– «…В спальне гардероб, встроенный в стену, раскрыт, одежда валяется на полу в беспорядке. Здесь же на полу туфли, сумки, чемодан импортный мягкий с разрезанной верхней крышкой… В кресле лежит подсвечник – трехсвечный шандал с обгоревшими более чем наполовину свечами… На полу восемь листов сгоревшей бумаги, пепел значительно поврежден. Здесь же валяются принадлежности скрипичных инструментов… В спальне разбросаны вещи, белье, на полу – 12 коробочек от ювелирных изделий…»

Лаврова положила на стол желтый металлический диск:

– Это «Диск д'Ор» – золотая пластинка, которая была записана в честь Полякова в Париже. Здесь собрана его лучшая программа…

– Прекрасно, – сказал я. – Что, перекур? Давайте передохнем, закончим общее описание и тогда составим протокол на каждую комнату в отдельности.

– А зачем отдельные протоколы?

– Перестраховка. Если мы с вами, Леночка, не справимся с этим делом, то хоть протокол надо составить так, чтобы и через десять лет следователь, взяв его в руки, представил обстановку так же ясно, как мы видим ее сейчас.

– Откуда такой пессимизм, Станислав Павлович?

– Это не пессимизм, Леночка. Это разумная предосторожность. В нашем деле всякое случается.

– Но ваша любимая сентенция – «нераскрываемых преступлений не бывает»?

– Полностью остается в силе. Если мы с вами не раскроем, придет другой человек на наше место: более талантливый, или более трудолюбивый, или, наконец, более удачливый – тоже не последнее дело.

– А если и тому не удастся?

– Тогда, наверное, нам отвинтят головы.

– Ой-ой, это почему? Перед законом все потерпевшие равны – независимо от их должностного или общественного положения. По-моему, я это от вас и слышала.

Я засмеялся:

– Я и не отказываюсь от своих слов. Но было бы неправильно, если бы мы позволили ворюгам безнаказанно шарить в квартирах наших музыкальных гениев.

– Понятно. А в квартире обыкновенного инженера можно?

Я с интересом взглянул на нее, потом сказал:

– Эх, Леночка, мне бы вашу беспечность! От нее независимая смелость ваших суждений.

– Подобный выпад нельзя рассматривать как серьезный аргумент в споре, – спокойно сказала Лаврова.

– Это верно, нельзя. Скажите, вам никогда не приходило в голову, что наша работа в чем-то похожа на шахматную игру?

– А что?

– А то, что нельзя играть в шахматы, видя перед собой только следующий ход. В шахматах побеждает тот, кто может намного вперед продумать свои ходы и их железной логикой навязать противнику удобную для себя контригру – чтобы она ложилась в рамки продуманной тобой комбинации…

– Какой же вы продумали ход?

– К сожалению, в наших партиях противник всегда играет белыми – первый ход за ним. Причем вопреки правилам ему удается сделать сразу несколько.

– Ну, е2–е4 он сделал. Какова связь с нашим спором?

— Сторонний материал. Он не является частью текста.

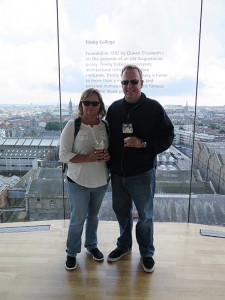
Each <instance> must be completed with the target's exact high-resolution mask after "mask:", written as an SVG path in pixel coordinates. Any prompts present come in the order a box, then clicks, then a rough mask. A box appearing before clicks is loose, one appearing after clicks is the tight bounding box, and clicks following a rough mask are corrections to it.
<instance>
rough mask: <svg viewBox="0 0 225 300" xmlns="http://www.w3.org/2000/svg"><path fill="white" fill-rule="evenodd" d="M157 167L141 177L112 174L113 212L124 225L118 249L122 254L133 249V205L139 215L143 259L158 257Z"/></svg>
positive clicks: (140, 250)
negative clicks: (124, 251) (153, 230)
mask: <svg viewBox="0 0 225 300" xmlns="http://www.w3.org/2000/svg"><path fill="white" fill-rule="evenodd" d="M155 171H156V170H155V168H153V169H151V170H149V171H148V172H145V173H143V174H139V175H137V176H130V177H121V176H119V175H117V174H111V183H112V198H113V210H114V212H115V214H116V216H117V219H118V222H119V225H120V237H119V238H118V239H117V247H118V249H120V250H122V251H125V252H127V251H129V250H131V248H132V228H133V214H132V212H133V202H134V204H135V206H136V209H137V212H138V216H139V218H138V222H137V225H136V239H137V242H138V245H139V251H140V254H141V256H142V257H152V256H153V255H154V251H155V248H154V245H153V197H154V189H155Z"/></svg>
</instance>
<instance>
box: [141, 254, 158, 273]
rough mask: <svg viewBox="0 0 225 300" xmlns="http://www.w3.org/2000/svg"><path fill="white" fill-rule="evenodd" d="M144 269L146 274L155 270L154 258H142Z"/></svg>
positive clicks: (146, 257) (142, 263) (154, 263)
mask: <svg viewBox="0 0 225 300" xmlns="http://www.w3.org/2000/svg"><path fill="white" fill-rule="evenodd" d="M142 267H143V269H144V271H145V272H148V273H151V272H153V271H154V270H155V262H154V259H153V258H152V257H143V258H142Z"/></svg>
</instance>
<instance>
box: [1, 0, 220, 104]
mask: <svg viewBox="0 0 225 300" xmlns="http://www.w3.org/2000/svg"><path fill="white" fill-rule="evenodd" d="M129 3H130V1H129V0H126V1H123V2H122V3H121V1H114V2H113V3H111V2H110V3H108V2H105V1H102V3H101V4H99V5H98V6H96V5H95V1H89V6H88V8H86V6H85V3H84V2H83V1H80V0H79V1H76V2H71V1H68V0H66V1H59V41H60V64H61V72H60V76H61V100H62V103H67V101H68V99H69V98H72V99H73V102H74V103H75V104H77V103H78V101H79V97H80V95H81V93H82V91H83V90H84V89H85V88H86V87H87V86H88V83H87V80H90V84H91V86H95V81H94V79H95V78H94V77H93V76H92V73H93V74H94V75H96V76H97V75H99V84H98V85H97V84H96V86H100V87H102V88H99V89H100V91H101V90H105V92H104V93H103V98H104V101H105V103H106V104H107V105H109V104H110V103H112V102H113V101H114V100H116V99H119V98H121V97H123V94H122V89H121V86H120V80H119V77H120V76H119V73H120V69H121V68H122V67H121V66H122V65H124V64H126V63H136V64H137V65H139V64H140V66H141V67H142V68H143V69H144V71H143V76H144V82H145V84H146V85H145V84H144V88H143V92H145V93H146V94H147V95H148V96H149V97H151V98H154V99H157V100H158V101H159V102H160V103H161V104H162V105H168V104H171V105H176V104H183V105H185V103H186V102H188V103H189V105H190V106H193V105H194V103H195V100H196V99H195V98H196V95H195V93H196V72H197V56H198V37H199V36H198V33H199V22H200V20H199V18H200V3H201V1H194V0H191V1H188V0H182V1H178V0H173V1H172V2H170V3H168V2H167V1H166V0H160V1H156V0H151V1H144V0H143V1H140V2H139V3H133V2H132V6H131V5H129ZM55 4H56V3H55V1H54V0H50V1H36V0H32V2H31V1H28V0H21V1H19V2H18V1H15V0H9V1H7V2H6V1H4V2H1V3H0V17H1V28H0V40H1V54H2V55H1V58H0V67H1V73H0V104H4V103H12V104H22V103H27V104H29V103H43V104H47V103H56V102H59V89H58V65H57V62H58V57H57V54H58V53H57V27H56V25H57V22H56V9H55ZM128 7H129V9H128ZM224 11H225V3H224V2H223V1H221V0H216V1H214V2H213V3H212V2H211V1H207V0H205V1H204V5H203V16H202V18H203V19H202V36H201V55H200V66H199V67H200V69H199V84H198V94H197V96H198V97H197V100H198V101H197V105H200V106H203V105H206V106H213V105H217V106H222V105H224V90H225V83H224V80H223V78H224V76H225V74H224V73H225V46H224V34H223V28H224V25H225V24H224V23H225V13H224ZM137 19H138V20H139V21H138V23H137V22H135V26H134V25H133V24H134V22H133V20H137ZM28 24H29V26H28ZM124 24H125V25H124ZM128 28H129V29H128ZM210 45H213V50H211V47H209V46H210ZM99 53H101V56H100V59H102V62H100V61H98V58H99V56H98V54H99ZM89 54H91V55H89ZM136 54H137V55H136ZM150 54H151V55H150ZM159 54H160V57H159ZM158 58H159V59H158ZM113 59H117V60H116V62H113ZM157 59H158V60H157ZM117 65H118V66H117ZM90 70H94V71H93V72H92V71H90ZM96 70H97V71H96ZM105 70H108V73H107V71H105ZM107 74H108V75H109V76H108V75H107ZM157 74H158V77H157ZM101 75H103V78H104V81H106V82H107V80H109V78H111V77H112V78H113V79H112V78H111V79H110V80H109V81H110V82H109V83H107V85H105V84H103V81H101V79H100V78H101V77H100V76H101ZM155 75H156V76H155ZM104 76H105V77H104ZM107 76H108V77H107ZM110 76H111V77H110ZM113 76H114V77H113ZM96 82H97V81H96ZM112 85H116V86H118V88H117V87H116V88H115V89H110V88H106V89H105V86H106V87H107V86H108V87H109V86H112ZM108 91H111V92H108ZM181 99H183V100H181ZM181 101H184V103H181Z"/></svg>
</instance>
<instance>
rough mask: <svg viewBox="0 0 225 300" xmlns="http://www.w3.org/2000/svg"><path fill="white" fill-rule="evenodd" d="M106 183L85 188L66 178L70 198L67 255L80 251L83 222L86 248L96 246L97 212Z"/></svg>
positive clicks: (82, 231) (88, 247)
mask: <svg viewBox="0 0 225 300" xmlns="http://www.w3.org/2000/svg"><path fill="white" fill-rule="evenodd" d="M107 186H108V184H106V185H104V186H100V187H97V188H87V187H84V186H81V185H79V184H77V183H75V182H70V181H68V180H67V189H68V194H69V199H70V223H69V230H68V236H67V243H66V252H67V255H69V256H74V257H75V256H76V255H77V253H80V252H81V236H82V233H83V227H84V222H85V220H86V228H85V243H84V246H85V248H87V249H88V250H92V249H94V248H96V247H97V244H98V239H97V229H98V221H99V218H98V213H99V210H100V207H101V204H102V200H103V197H104V195H105V192H106V189H107Z"/></svg>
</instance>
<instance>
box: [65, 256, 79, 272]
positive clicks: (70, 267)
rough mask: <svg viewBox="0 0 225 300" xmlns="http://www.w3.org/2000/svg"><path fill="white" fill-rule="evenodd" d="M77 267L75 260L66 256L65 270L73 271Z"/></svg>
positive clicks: (75, 260) (74, 259)
mask: <svg viewBox="0 0 225 300" xmlns="http://www.w3.org/2000/svg"><path fill="white" fill-rule="evenodd" d="M76 267H77V259H76V257H73V256H68V255H67V258H66V269H67V270H74V269H76Z"/></svg>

Я задумался, будто забыл о ней, потом спросил:

– Не понимаете? Сейчас приедет хозяин квартиры – народный артист СССР, лауреат всех существующих премий, профессор консерватории Лев Осипович Поляков. Он, как вам это известно, гениальный скрипач. Теперь он еще называется «потерпевший». И подаст нам заявление, которое станет документом под названием «лист дела номер два». Вот тут мы с вами можем узнать, что есть еще один потерпевший… Этого я боюсь больше всего…

– Кто же этот потерпевший?

В прихожей хлопнула дверь. Я обернулся. В комнате стоял Поляков.

Глава 2

Гений

От нестерпимого блеска солнца болели глаза, и вся Кремона, отгородившись от палящих лучей резными жалюзи, погрузилась в дремотную сиесту. Горячее дыхание дня проникало даже сюда, в покрытый виноградной лозой внутренний дворик: каменные плитки пола дышали жаром. Прохладно плескал лишь вспыхивающий искрами капель маленький фонтанчик посреди двора, но у Антонио не хватало смелости спросить воды. Великий мастер, сонный, сытый, сидел перед ним в деревянном кресле, босой, в шелковом турецком халате, перевязанном золотым поясом с кистями, и мучился изжогой.